Many SLE-associated SNPs are, or are in LD with, cis eQTLs (Supplementary Data 12 and Supplementary Figs 13–16) and potentially link associations with specific genes. In ancestry-specific eQTL analyses (Supplementary Data 12), EA yielded 96 unique SNPs or their proxies mapping to 193 unique genes, followed by HA (22 unique SNPs; 34 genes) and AA (10 unique SNPs; 17 genes). eQTL analyses based on the meta-analysis SNPs yielded 107 unique genes, identified by 40 SNPs (or their proxies), mostly from whole blood, monocytes or B-cell derived LCL (Supplementary Data 12). Novel and previously implicated SLE genes were identified (for example, BANK1, IRF5). Interestingly, a number of SNPs were associated with expression levels for multiple genes. For example, four SNPs were associated with expression levels of at least three genes, and one SNP, newly associated in this study (rs8072449; 17q25), were associated with expression levels of eight genes. Thus, some associated SNPs, either directly or via LD with proxy SNPs, contribute to disease by modifying expression levels of multiple genes, potentially through transcription binding sites. Supplementary Data 13 and 14 provide predicted functional characterization of the 206 SNPs from Tiers 1 to 2 that are in RegulomeDB and HaploReg. These predictions are informative for generating hypotheses that can be experimentally tested.

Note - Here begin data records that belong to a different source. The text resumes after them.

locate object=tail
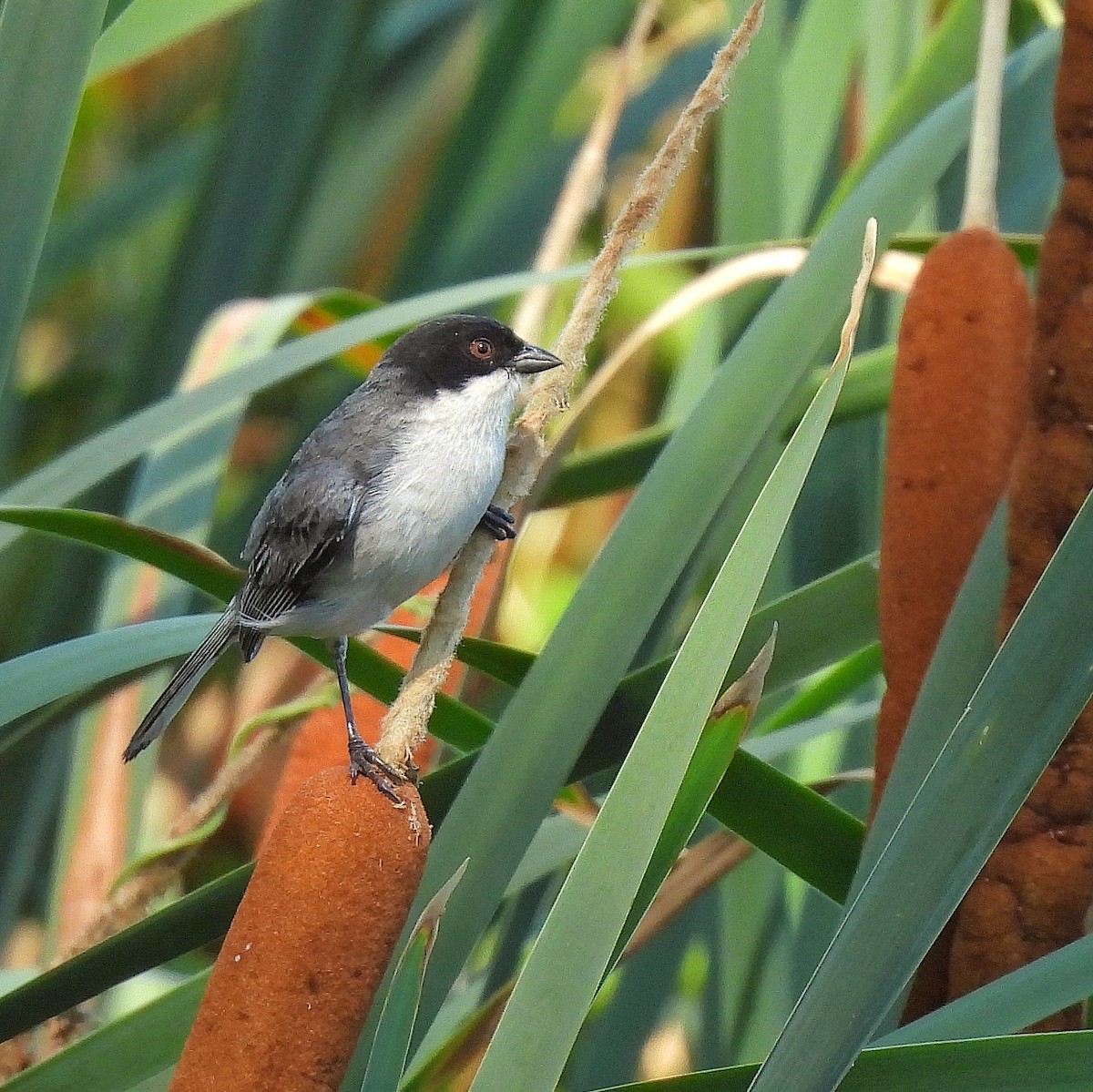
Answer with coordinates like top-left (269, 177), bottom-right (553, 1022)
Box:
top-left (122, 606), bottom-right (240, 762)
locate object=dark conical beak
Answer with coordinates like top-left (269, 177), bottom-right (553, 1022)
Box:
top-left (512, 345), bottom-right (562, 375)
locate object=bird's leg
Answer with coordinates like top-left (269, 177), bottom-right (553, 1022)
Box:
top-left (330, 638), bottom-right (403, 806)
top-left (479, 504), bottom-right (516, 542)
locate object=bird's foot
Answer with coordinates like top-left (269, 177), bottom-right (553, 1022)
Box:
top-left (479, 504), bottom-right (516, 542)
top-left (349, 736), bottom-right (405, 808)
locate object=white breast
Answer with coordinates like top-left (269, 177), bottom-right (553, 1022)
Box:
top-left (284, 370), bottom-right (519, 637)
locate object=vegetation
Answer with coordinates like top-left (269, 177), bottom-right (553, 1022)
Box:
top-left (0, 0), bottom-right (1093, 1092)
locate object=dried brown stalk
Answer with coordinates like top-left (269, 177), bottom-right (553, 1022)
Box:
top-left (378, 0), bottom-right (763, 766)
top-left (513, 0), bottom-right (660, 341)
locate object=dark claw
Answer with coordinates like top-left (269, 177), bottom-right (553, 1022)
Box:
top-left (349, 736), bottom-right (404, 807)
top-left (479, 504), bottom-right (516, 542)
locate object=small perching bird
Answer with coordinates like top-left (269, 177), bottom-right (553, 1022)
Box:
top-left (125, 315), bottom-right (562, 797)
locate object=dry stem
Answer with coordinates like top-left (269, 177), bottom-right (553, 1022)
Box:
top-left (377, 0), bottom-right (763, 766)
top-left (513, 0), bottom-right (660, 341)
top-left (960, 0), bottom-right (1010, 230)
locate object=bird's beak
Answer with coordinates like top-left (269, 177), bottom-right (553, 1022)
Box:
top-left (512, 345), bottom-right (562, 375)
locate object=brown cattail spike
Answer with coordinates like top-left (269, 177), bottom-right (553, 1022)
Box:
top-left (950, 0), bottom-right (1093, 1031)
top-left (873, 0), bottom-right (1032, 1019)
top-left (170, 766), bottom-right (428, 1092)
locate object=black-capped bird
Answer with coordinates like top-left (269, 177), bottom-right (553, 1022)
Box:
top-left (125, 315), bottom-right (562, 796)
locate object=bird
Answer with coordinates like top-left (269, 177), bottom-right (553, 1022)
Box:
top-left (124, 315), bottom-right (562, 801)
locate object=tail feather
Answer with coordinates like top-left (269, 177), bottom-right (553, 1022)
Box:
top-left (122, 607), bottom-right (239, 762)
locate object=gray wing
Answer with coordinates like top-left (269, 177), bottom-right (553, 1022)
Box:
top-left (236, 459), bottom-right (373, 659)
top-left (236, 364), bottom-right (408, 659)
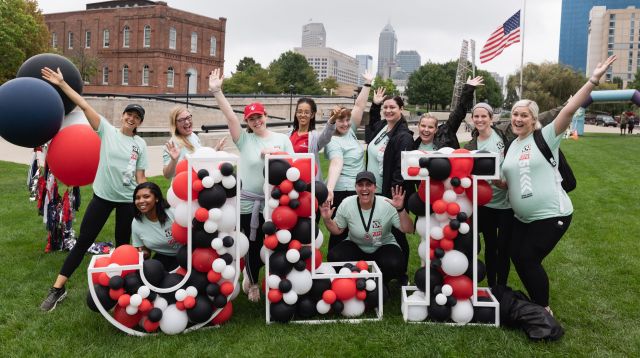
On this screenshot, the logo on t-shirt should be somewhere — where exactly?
[518,144,533,199]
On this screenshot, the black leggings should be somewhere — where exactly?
[60,194,135,278]
[240,213,264,284]
[329,191,356,250]
[478,206,514,287]
[511,215,572,307]
[327,240,405,283]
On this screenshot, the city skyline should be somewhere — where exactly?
[39,0,561,76]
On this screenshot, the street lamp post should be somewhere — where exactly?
[184,72,191,108]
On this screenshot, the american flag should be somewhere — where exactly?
[480,10,520,63]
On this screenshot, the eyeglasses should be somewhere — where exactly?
[176,114,193,123]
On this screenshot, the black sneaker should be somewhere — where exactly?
[40,286,67,312]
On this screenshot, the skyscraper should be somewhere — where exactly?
[378,24,398,79]
[558,0,638,73]
[302,22,327,47]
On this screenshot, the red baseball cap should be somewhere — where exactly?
[244,102,267,119]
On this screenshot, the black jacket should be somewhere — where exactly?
[365,103,415,202]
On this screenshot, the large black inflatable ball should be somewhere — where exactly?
[429,158,451,180]
[187,295,213,323]
[16,53,83,114]
[87,283,118,312]
[269,159,291,185]
[407,192,426,216]
[0,77,64,148]
[142,259,167,287]
[269,300,296,323]
[471,150,496,175]
[198,184,227,210]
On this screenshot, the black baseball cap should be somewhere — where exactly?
[122,103,144,120]
[356,171,376,184]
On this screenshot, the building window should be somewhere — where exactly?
[169,27,176,50]
[167,67,175,87]
[144,25,151,47]
[142,65,149,86]
[122,65,129,85]
[209,36,218,56]
[122,26,131,47]
[191,32,198,53]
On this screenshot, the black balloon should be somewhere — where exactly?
[429,158,451,180]
[142,259,167,287]
[87,283,118,312]
[198,184,227,210]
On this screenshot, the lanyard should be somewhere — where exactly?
[356,195,376,236]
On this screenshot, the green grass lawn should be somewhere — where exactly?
[0,134,640,357]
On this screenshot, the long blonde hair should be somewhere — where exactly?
[169,106,195,152]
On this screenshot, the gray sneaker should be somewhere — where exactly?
[40,286,67,312]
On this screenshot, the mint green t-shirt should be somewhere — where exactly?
[502,121,573,223]
[324,124,364,191]
[335,195,400,254]
[93,117,147,203]
[478,129,511,209]
[235,131,293,214]
[162,133,202,166]
[131,209,180,256]
[367,126,389,194]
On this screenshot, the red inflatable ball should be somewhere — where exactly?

Applying the Immunochip to these multi-ancestral SLE case-control samples has identified 24 novel SLE-risk regions, replicated established SLE-risk loci and extended their impact into other ancestries, and refined association signals via transancestral mapping. Over 50% of associated regions had multiple independent SNP associations. Many of these associations were linked via eQTL analysis to specific genes, a process that can accelerate discovery of critical pathways. The contrast of associations and genes across ancestries documents numerous ethnic-specific associations the ancestral diversity in SLE etiology; for example, HA regions not showing equivalent associations in EA include 3p11 (EPHA3-PROS1), 6q25 (RSPH3), 12q15 (DYRK2-IFNG), 12q21 (SYT1), 14q31 (GALC), 16q21 (CSNK2A2-CCDC113) and 22q12 (C1QTNF6). In total, these results underscore the shared and distinct genetic profiles of SLE relative to other autoimmune diseases.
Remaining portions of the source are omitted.